The Sheep and the Good Shepherd
Sheep have got an unfair reputation of being rather silly creatures. When you see how some humans behave, I wonder if we are giving them a bad name. They do like to be together in flocks, but often one or two will wander away through a hedge or fence into another field, and sometimes they get lost. Our image of sheep farming is a bit different to the one that Jesus followers had. We see them being moved around with quad bikes and dogs, but shepherds in first century Palestine led their flocks, they had no dogs, only a crook. Also, they kept sheep for wool, not meat, so they go to know them individually over time. Jesus used the picture of sheep to describe the human condition quite often. If we are honest, we all do silly things in our lives we later regret. We wander off the path we are trying to follow and easily get lost. We become prey to the kind of false shepherd Jesus refers to. The pursuit of possessions or position can take over our lives. We can go on in life thinking we are strong enough to cope on our own; we don’t need God anymore. But then something happens, and we are brought up short. And that is surely the case when we are faced with a pandemic we never saw coming. It has forced a lot of people to look again at their lives and face up to their own mortality. Maybe we can’t get through this life on our own after all, maybe we need some help.

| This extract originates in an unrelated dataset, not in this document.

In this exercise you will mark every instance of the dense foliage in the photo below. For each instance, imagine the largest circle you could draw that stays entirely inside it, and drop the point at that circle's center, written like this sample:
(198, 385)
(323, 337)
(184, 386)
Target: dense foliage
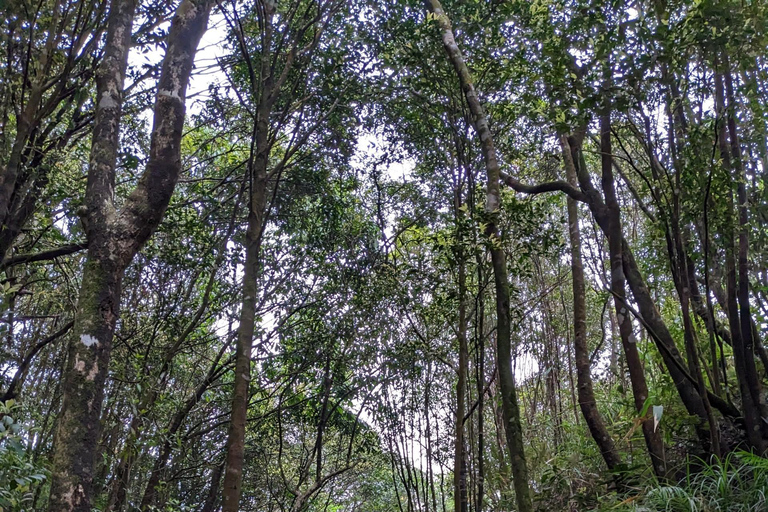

So, we need someone who will lead us, guide us and protect us on our journey through life. Jesus claims to be that person. He wants to be a shepherd and what’s more a Good Shepherd. Jesus can seem a remote figure to us today. A distant person living 2000 years ago in a far away land. He can seem distant sometimes even when we worship in church, living, dying, rising, but so long ago. It need not be like that he says I know my sheep and they know me. He says he calls us by name, that is how well he knows us. Do you remember how after the resurrection Mary met him in the garden and did not know him until he called her by name. Then all became clear. Here then is a shepherd who knows the best and worst about us and still loves us just the same. If he knows us, how well do we know him? You have to spend time with someone to really get to know them well, but all too often our contact with the risen Jesus is fleeting and pretty superficial. The common excuse is lack of time “I’m too busy” how often do we hear that. Well at present that does not hold up. We all have more time that we have ever had in our entire lives. So, we can use it to read, to think, to study, to pray, to get to know our shepherd. And then begin to appreciate his great promise that comes in our lesson when he tells us why he came. “I came that my followers may have life and have it abundantly”.